Al cabo de un cuarto de hora volvió y me devolvió el billete con un simple lo siento, sin nada que se pareciera a pedir disculpas. Según parece, en la estación por donde entré, la canceladora del torno por el que pasé no tenía tinta para imprimir y dejar constancia de ese paso, pero sí hacía la cancelación magnética. No tengo que decir que a la vuelta, en mi estación, pedí un formulario de reclamación –el empleado del Metro me dijo que ese torno llevaba así más de un mes– que rellené y entregué en el momento y que al cabo de más de un mes me fue contestada argumentando que ellos –Metro de Madrid– estaban facultados para retener a cualquier persona sospechosa. Y a aguantarse. Por descontado que llegué tarde a la cita médica.

Si en vez de ser alguien de edad hubiera sido un joven impaciente, que se hubiera zafado momentáneamente de los vigilantes e intentado escapar para no llegar tarde a una cita, ¿cómo hubiera terminado la aventura?
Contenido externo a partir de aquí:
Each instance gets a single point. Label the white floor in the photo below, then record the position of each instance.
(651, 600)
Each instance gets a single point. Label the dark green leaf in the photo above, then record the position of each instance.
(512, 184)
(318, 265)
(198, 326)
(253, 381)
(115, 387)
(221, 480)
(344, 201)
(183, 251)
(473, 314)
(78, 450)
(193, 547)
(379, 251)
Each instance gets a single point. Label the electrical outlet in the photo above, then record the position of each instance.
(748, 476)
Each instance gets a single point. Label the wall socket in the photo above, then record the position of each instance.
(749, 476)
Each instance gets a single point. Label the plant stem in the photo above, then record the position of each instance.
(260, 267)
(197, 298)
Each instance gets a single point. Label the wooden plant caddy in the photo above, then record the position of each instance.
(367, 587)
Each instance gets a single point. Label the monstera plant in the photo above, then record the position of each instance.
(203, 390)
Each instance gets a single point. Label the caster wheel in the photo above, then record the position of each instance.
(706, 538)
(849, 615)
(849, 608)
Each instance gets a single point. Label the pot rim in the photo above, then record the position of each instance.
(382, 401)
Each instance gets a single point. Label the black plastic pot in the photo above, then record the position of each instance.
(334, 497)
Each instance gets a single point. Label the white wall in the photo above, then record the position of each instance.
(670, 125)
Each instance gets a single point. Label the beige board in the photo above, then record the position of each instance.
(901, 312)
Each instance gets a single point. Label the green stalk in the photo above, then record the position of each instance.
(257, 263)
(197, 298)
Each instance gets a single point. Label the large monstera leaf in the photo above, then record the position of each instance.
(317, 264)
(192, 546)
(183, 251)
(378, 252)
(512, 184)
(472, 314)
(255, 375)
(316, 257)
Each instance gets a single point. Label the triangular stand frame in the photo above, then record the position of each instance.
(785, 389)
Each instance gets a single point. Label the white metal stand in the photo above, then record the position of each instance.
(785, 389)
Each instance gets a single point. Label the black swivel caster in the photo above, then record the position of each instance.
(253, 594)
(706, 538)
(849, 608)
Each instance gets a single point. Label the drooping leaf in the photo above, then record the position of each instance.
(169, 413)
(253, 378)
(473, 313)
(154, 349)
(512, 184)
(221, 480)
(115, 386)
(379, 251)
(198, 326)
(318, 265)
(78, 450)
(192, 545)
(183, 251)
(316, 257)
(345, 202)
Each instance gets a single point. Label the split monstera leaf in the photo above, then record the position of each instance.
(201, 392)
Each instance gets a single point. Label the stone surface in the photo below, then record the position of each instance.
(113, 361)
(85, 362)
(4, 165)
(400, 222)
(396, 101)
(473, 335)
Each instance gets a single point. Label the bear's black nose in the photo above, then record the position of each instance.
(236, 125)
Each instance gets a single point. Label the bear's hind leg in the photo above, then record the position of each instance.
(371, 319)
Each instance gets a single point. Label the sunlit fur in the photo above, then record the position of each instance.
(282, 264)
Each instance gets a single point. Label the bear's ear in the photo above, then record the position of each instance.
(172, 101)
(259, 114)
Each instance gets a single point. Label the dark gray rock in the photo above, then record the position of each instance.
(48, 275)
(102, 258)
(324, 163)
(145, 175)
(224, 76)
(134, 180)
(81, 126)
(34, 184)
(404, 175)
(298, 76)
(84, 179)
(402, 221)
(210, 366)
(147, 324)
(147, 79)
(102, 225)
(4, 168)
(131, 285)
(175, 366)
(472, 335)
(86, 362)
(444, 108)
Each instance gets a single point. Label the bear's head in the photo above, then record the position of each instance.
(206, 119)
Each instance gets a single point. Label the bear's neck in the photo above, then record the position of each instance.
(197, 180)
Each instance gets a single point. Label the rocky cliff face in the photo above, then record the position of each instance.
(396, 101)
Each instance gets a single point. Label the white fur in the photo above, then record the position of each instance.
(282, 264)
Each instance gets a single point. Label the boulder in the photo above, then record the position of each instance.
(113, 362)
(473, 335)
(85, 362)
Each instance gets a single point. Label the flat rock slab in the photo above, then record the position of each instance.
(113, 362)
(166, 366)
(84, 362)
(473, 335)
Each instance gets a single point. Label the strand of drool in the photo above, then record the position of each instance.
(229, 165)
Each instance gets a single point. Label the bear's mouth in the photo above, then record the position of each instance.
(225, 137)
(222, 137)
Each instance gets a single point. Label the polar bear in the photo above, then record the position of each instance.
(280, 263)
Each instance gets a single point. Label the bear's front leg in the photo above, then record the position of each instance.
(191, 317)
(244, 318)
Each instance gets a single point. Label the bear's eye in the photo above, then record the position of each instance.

Observe la foto de más arriba y piense: ¿cuántos policías hacen falta para detener al joven que está debajo de todos ellos?, ¿qué terrible delito había cometido y qué arma agresora portaba?

2 comentarios:

Anónimo dijo...

Has comentado lo que hubiese podido suceder si lo que te ocurrió a ti le hubiese pasado a un joven y más si hubiese sido considerado sospechoso, pero has olvidado colocarte en la otra parte del espectro: ponerte en la piel de la Sra. Aguirre. Hubieras podido echarte a correr y además darles un par de leches a los amenazantes inspectores.
Angel

Mulliner dijo...

Es sabido que no es frecuente el desparpajo y la desvergüenza de Aguirre, la cólera de Génova. Si siendo culpable casi mata a los agentes del orden, no habiendo hecho nada como era mi caso, los manda a galeras. Mejor no pensar en ella porque no duermo (y no de lascivia).